Once these trace links are established, Capra offers features to manage them. If a model element that is linked to is moved, e.g., Capra will notify the user and allow changing the link accordingly. The same support is given for model elements that are deleted or renamed. Quick fixes are available to fix most isses in a semi-automatic fashion.
Capra also offers a visualisation of the trace links that allows developers to traverse the relationships established through the links and understand how the different artefacts are connected. This is helpful when assessing the impact a change has (e.g., which design artefacts need to be adapted when a requirement has changed?) or when trying to understand how the design artefacts in a complex development project are connected. In addition, Capra can display traceability matrices, as requested by standards like ISO 26262.
The tool is highly extensible. The meta-model used for the traceability links can easily be adapted to a specific end-user's needs. Capra's modular architecture allows exchanging the persistence, the visualisation, and the management modules easily. New adapters for additional artefacts can easily be added without re-compilation. This allows end-users to customise almost every aspect of the tool if needed. At the same time, we provide sensible defaults that will allow the majority of users to use Capra out of the box without extensive configuration.
The Eclipse Platform and Eclipse-based projects are in heavy use in the automotive and embedded systems industry. These industries have regulatory requirements (such as ISO 26262 or ASPICE) that make it necessary to establish traceability, e.g., between requirements and test cases. Capra leverages existing Eclipse technology to provide an integrated traceability framework that allows to seamlessly trace between EMF models regardless of their origin (e.g., UML or SysML models created in Eclipse Papyrus, AADL models created in Osate, EAST-ADL models created in Eclipse EATOP) as well as other artefacts either directly supported by existing Eclipse tools or supported through specialised adapters. In addition, it is of interest for existing Eclipse projects such as Eclipse APP4MC.
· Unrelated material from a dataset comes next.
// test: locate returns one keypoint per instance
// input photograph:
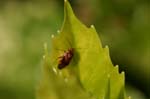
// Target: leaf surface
(90, 74)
Some of the code in the current version of Capra has been developed by students at the University of Gothenburg. We have their written consent to include that code in an open source distribution.
Since the initial contribution already constitutes a working prototype, we expect to make development builds available as soon as the project is accepted. After that, we expect a new stable version every two to three months.
Features that will most likely not be part of the initial contribution are an adapter for artefacts that are accessible through OSLC and a versioning solution. The OSLC adapter will allow interfacing with tools such as IBM Rational Doors without the need to export the information from such tools and import it in Eclipse Platform thus avoiding inconsistencies in the data. The versioning solution will allow storing the traceability information in a version control system (either a multi-purpose VCS like Git or a specialised one like EMF Store or CDO) and enable a host of collaborative features.
We base the features we plan to develop on our research work with industrial partners, mainly from the automotive industry. It is important to note that Capra will actively seek to increase its committer base outside of academia by directly engaging with potential end-users. Our presentation at EclipseCon France was a first step in this direction.